Posted in: Gas Prices,
by Patrick DeHaan on Sep 7, 2010 01:29 PM
As summer comes to a close, so does the peak demand season for motor gasoline in the United States. Typically, gasoline prices weaken in the autumn months as demand for gasoline drops. Here are some supply and demand numbers from this summer and how this year compared to last year and years past.
We began summer 2010 (Memorial Day weekend) with nearly 219 million barrels of gasoline in inventories. This compared to 203 million in 2009, 209 million in 2008, 198 million in 2007, and 209 million in 2006.
We're finishing summer 2010 (Labor Day weekend) with 225.5 million barrels of gasoline available.

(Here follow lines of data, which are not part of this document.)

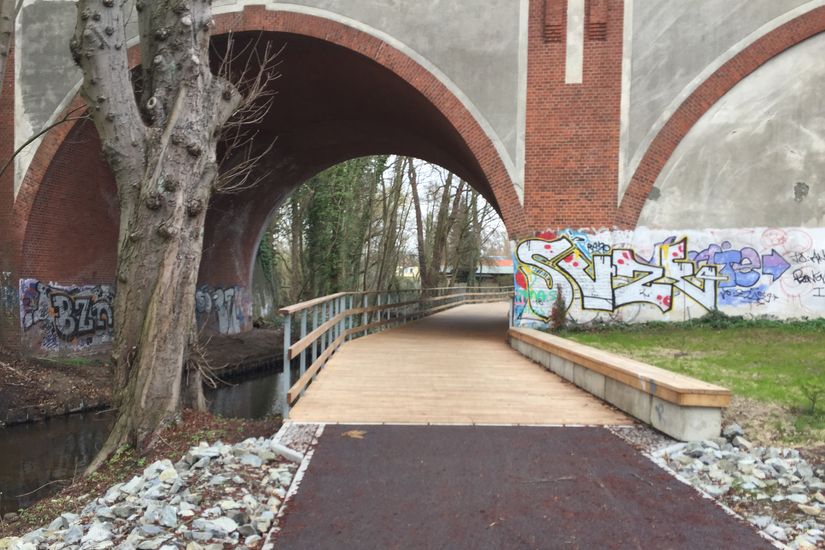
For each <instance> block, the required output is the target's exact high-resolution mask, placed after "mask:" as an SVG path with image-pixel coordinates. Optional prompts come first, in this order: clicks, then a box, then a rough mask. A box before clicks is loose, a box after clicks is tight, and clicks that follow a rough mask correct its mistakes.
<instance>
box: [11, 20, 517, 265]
mask: <svg viewBox="0 0 825 550" xmlns="http://www.w3.org/2000/svg"><path fill="white" fill-rule="evenodd" d="M214 19H215V24H216V26H215V29H214V31H213V36H218V35H222V34H227V33H230V32H249V31H265V32H279V33H291V34H296V35H301V36H306V37H312V38H317V39H319V40H322V41H325V42H329V43H331V44H335V45H337V46H341V47H343V48H346V49H348V50H351V51H353V52H355V53H358V54H360V55H362V56H364V57H367V58H368V59H370V60H372V61H374V62H376V63H377V64H378V65H380V66H382V67H383V68H385V69H387V70H389V71H391V72H392V73H393V74H395V75H396V76H398V77H400V78H401V79H402V80H404V81H405V82H407V83H408V84H409V85H410V86H412V87H413V88H414V89H415V90H417V91H418V92H419V93H420V94H422V95H423V96H424V97H425V98H426V99H427V100H428V101H429V102H430V103H431V104H432V105H433V106H434V107H435V108H436V109H437V110H438V111H439V112H440V113H441V115H442V116H444V118H445V119H446V120H447V121H449V123H450V124H451V125H452V126H453V128H454V129H455V130H456V131H457V132H458V133H459V134H460V136H461V137H462V139H463V140H464V142H465V144H466V146H467V148H468V149H469V150H470V152H471V153H472V155H473V157H474V159H475V160H476V162H477V163H478V165H479V167H480V169H481V171H482V173H483V175H484V178H485V179H486V180H487V181H486V183H487V184H489V187H490V190H491V192H492V195H493V197H490V196H488V199H490V198H492V199H493V201H492V202H493V203H494V205H495V206H497V208H498V210H499V213H500V214H501V216H502V219H503V220H504V223H505V225H506V227H507V229H508V232H509V233H510V234H524V233H526V232H527V231H528V230H529V226H528V223H527V219H526V217H525V214H524V211H523V208H522V206H521V204H520V202H519V199H518V197H517V195H516V192H515V188H514V185H513V182H512V180H511V179H510V176H509V175H508V173H507V169H506V167H505V165H504V162H503V160H502V159H501V157H500V156H499V154H498V151H497V150H496V147H495V145H494V144H493V142H492V140H491V139H490V137H489V136H488V135H487V134H486V133H485V131H484V129H483V128H482V126H481V125H480V124H479V122H478V121H477V120H476V119H475V118H474V116H473V115H472V114H471V113H470V111H469V110H468V109H467V107H466V106H465V105H463V104H462V102H461V101H460V100H459V99H458V98H457V97H456V96H455V95H454V94H453V93H452V92H451V91H450V90H449V89H448V88H447V86H446V85H445V84H444V83H443V82H441V81H440V80H439V79H438V78H436V77H435V76H434V75H433V74H432V73H430V72H429V71H428V70H426V69H425V68H424V67H422V66H421V65H419V64H418V63H417V62H415V61H414V60H413V59H411V58H410V57H409V56H407V55H406V54H404V53H403V52H401V51H400V50H398V49H396V48H395V47H393V46H391V45H390V44H387V43H386V42H384V41H382V40H381V39H379V38H377V37H375V36H372V35H370V34H368V33H366V32H364V31H361V30H358V29H355V28H352V27H349V26H346V25H344V24H342V23H338V22H336V21H332V20H329V19H325V18H323V17H319V16H315V15H307V14H303V13H296V12H288V11H269V10H267V9H266V8H265V7H264V6H246V7H244V9H243V10H242V11H238V12H231V13H225V14H219V15H216V16H215V18H214ZM139 63H140V52H139V48H138V47H137V46H133V47H131V48H130V49H129V64H130V66H131V67H136V66H137V65H138V64H139ZM83 105H84V103H83V101H82V99H81V98H80V97H79V96H78V97H75V98H74V100H73V101H72V102H71V104H70V105H69V107H67V108H66V110H65V111H64V113H65V112H69V111H70V110H73V109H76V108H78V107H82V106H83ZM75 124H76V123H75V122H67V123H64V124H61V125H59V126H57V127H56V128H54V129H53V130H51V131H50V132H49V133H48V134H47V135H46V136H45V137H44V139H43V141H42V142H41V144H40V146H39V147H38V149H37V151H36V152H35V155H34V157H33V159H32V162H31V163H30V165H29V168H28V170H27V172H26V174H25V176H24V178H23V181H22V184H21V188H20V191H19V193H18V195H17V199H16V201H15V204H14V212H13V219H14V222H15V223H14V231H15V236H16V237H17V238H16V239H15V241H16V242H18V243H20V247H19V249H18V254H20V255H22V254H23V247H24V245H25V240H26V233H27V227H28V224H29V221H30V218H31V216H32V215H33V211H32V209H33V206H34V203H35V200H36V198H37V195H38V193H39V192H40V188H41V185H42V183H43V181H44V179H45V178H46V177H47V173H48V171H49V167H50V165H51V163H52V161H53V159H54V157H55V155H57V154H58V152H59V151H60V149H61V147H62V146H63V145H64V142H65V141H66V139H67V137H68V136H69V135H70V133H71V132H72V130H73V128H74V127H75ZM19 257H20V256H18V259H19ZM18 265H20V264H18Z"/></svg>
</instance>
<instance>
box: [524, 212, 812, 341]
mask: <svg viewBox="0 0 825 550" xmlns="http://www.w3.org/2000/svg"><path fill="white" fill-rule="evenodd" d="M513 250H514V256H515V262H514V265H515V288H516V298H515V310H514V319H515V322H516V324H518V325H521V326H542V325H546V324H547V323H548V322H549V320H550V316H551V313H552V311H553V306H554V304H555V303H556V301H557V296H559V294H560V295H561V300H560V302H559V303H560V305H562V307H564V309H565V311H566V312H567V316H568V318H569V319H572V320H574V321H576V322H578V323H588V322H592V321H596V320H599V321H622V322H629V323H632V322H643V321H652V320H657V321H661V320H666V321H683V320H688V319H692V318H696V317H701V316H702V315H704V314H705V313H707V312H708V311H711V310H714V309H718V310H720V311H722V312H724V313H726V314H730V315H744V316H751V317H762V316H769V317H776V318H781V319H787V318H802V317H822V316H825V228H818V229H801V228H748V229H719V230H713V229H710V230H701V231H690V230H679V231H671V230H664V229H647V228H637V229H636V230H634V231H615V230H614V231H600V232H592V233H590V232H581V231H573V230H564V231H560V232H548V233H542V234H540V235H537V236H536V237H535V238H531V239H526V240H523V241H520V242H519V243H517V244H515V245H514V248H513Z"/></svg>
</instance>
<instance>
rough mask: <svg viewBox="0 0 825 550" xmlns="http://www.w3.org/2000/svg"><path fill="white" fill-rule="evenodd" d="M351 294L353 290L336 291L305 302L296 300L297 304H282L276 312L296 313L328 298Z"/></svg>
mask: <svg viewBox="0 0 825 550" xmlns="http://www.w3.org/2000/svg"><path fill="white" fill-rule="evenodd" d="M351 294H355V293H354V292H336V293H335V294H327V295H326V296H319V297H318V298H313V299H311V300H307V301H306V302H298V303H297V304H292V305H291V306H284V307H282V308H281V309H279V310H278V313H280V314H281V315H288V314H290V313H297V312H299V311H301V310H302V309H309V308H311V307H313V306H318V305H321V304H323V303H324V302H329V301H330V300H334V299H336V298H341V297H343V296H349V295H351Z"/></svg>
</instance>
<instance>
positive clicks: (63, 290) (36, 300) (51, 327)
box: [19, 279, 114, 351]
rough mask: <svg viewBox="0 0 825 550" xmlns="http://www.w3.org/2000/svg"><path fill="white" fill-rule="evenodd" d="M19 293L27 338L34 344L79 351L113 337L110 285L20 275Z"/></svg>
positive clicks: (111, 291) (25, 339)
mask: <svg viewBox="0 0 825 550" xmlns="http://www.w3.org/2000/svg"><path fill="white" fill-rule="evenodd" d="M19 296H20V324H21V327H22V329H23V338H24V342H26V343H28V344H29V345H30V346H32V347H39V348H41V349H44V350H49V351H58V350H71V351H77V350H81V349H83V348H86V347H88V346H92V345H96V344H102V343H104V342H110V341H111V339H112V328H113V326H114V314H113V308H112V303H113V299H114V291H113V290H112V287H110V286H108V285H93V286H68V287H66V286H60V285H57V284H54V283H48V284H46V283H42V282H40V281H38V280H37V279H21V280H20V293H19Z"/></svg>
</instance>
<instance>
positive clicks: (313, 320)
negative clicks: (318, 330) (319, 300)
mask: <svg viewBox="0 0 825 550" xmlns="http://www.w3.org/2000/svg"><path fill="white" fill-rule="evenodd" d="M316 328H318V306H312V330H315V329H316ZM316 359H318V339H317V338H316V339H315V340H313V341H312V362H313V363H314V362H315V360H316Z"/></svg>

This compares to 205 million in 2009, 194 million in 2008, 191 million in 2007, and 206 million in 2006.
Demand for motor gasoline during this summer averaged 9.35 million barrels per day. This compares to 2009 when demand averaged 9.18mbpd. In 2008, average demand was 9.37 million barrels per day, in 2007, the number was 9.60mbpd. You can see that as the economy collapsed, demand dropped. However, the economy has since improved slightly and demand is edging higher.

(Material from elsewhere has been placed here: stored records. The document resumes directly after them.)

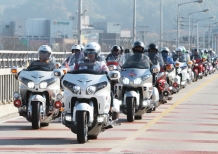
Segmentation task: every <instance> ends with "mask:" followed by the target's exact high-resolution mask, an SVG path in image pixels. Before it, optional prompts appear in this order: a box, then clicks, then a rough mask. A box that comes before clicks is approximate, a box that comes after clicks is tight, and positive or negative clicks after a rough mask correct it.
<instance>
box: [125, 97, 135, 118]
mask: <svg viewBox="0 0 218 154" xmlns="http://www.w3.org/2000/svg"><path fill="white" fill-rule="evenodd" d="M126 110H127V121H129V122H133V121H134V116H135V99H134V98H132V97H127V98H126Z"/></svg>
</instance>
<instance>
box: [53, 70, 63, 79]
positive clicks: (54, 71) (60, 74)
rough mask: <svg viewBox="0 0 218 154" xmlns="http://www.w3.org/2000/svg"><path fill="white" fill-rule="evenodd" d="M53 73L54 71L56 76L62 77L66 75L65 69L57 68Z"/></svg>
mask: <svg viewBox="0 0 218 154" xmlns="http://www.w3.org/2000/svg"><path fill="white" fill-rule="evenodd" d="M53 73H54V76H55V77H58V78H61V77H62V76H63V75H64V72H63V70H61V69H55V70H54V71H53Z"/></svg>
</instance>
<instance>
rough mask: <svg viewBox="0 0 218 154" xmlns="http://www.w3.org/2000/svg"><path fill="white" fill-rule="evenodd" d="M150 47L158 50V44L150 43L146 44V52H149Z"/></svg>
mask: <svg viewBox="0 0 218 154" xmlns="http://www.w3.org/2000/svg"><path fill="white" fill-rule="evenodd" d="M152 49H154V50H156V52H158V46H157V45H156V44H154V43H151V44H149V45H148V52H150V50H152Z"/></svg>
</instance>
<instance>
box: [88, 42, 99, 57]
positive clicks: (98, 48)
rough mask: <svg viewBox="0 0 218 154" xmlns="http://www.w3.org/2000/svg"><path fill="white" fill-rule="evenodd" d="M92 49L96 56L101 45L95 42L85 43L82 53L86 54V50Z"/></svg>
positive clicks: (96, 55)
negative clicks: (82, 51) (82, 52)
mask: <svg viewBox="0 0 218 154" xmlns="http://www.w3.org/2000/svg"><path fill="white" fill-rule="evenodd" d="M90 51H93V52H95V54H96V56H97V55H99V54H100V53H101V47H100V45H99V44H98V43H96V42H91V43H88V44H86V45H85V47H84V53H85V54H87V53H88V52H90Z"/></svg>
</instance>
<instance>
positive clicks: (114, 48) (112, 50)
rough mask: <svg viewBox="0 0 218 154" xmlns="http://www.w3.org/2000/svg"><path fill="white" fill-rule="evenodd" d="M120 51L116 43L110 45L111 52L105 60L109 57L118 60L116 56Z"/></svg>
mask: <svg viewBox="0 0 218 154" xmlns="http://www.w3.org/2000/svg"><path fill="white" fill-rule="evenodd" d="M120 52H121V48H120V46H118V45H114V46H112V48H111V53H110V54H109V55H108V56H107V57H106V62H107V61H108V60H109V59H111V58H112V59H115V60H118V58H119V56H120Z"/></svg>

Looking at numbers provided by the Department of Transportation, miles driven across the country rose in May 2010 compared to 2009. Travel on all roads and streets changed by 0.1% (0.3 billion vehicle miles) for May 2010 as compared with May 2009. For June, the number compared to last year grew a large amount. Travel on all roads and streets changed by 1.3% (3.4 billion vehicle miles) for June 2010 as compared with June 2009.
When all this is said and done, supply for this time of year is the highest its been since records started being kept in 1990. I suspect that prices this autumn will move lower, especially in late-September and October as many areas usher in winter-spec gasoline.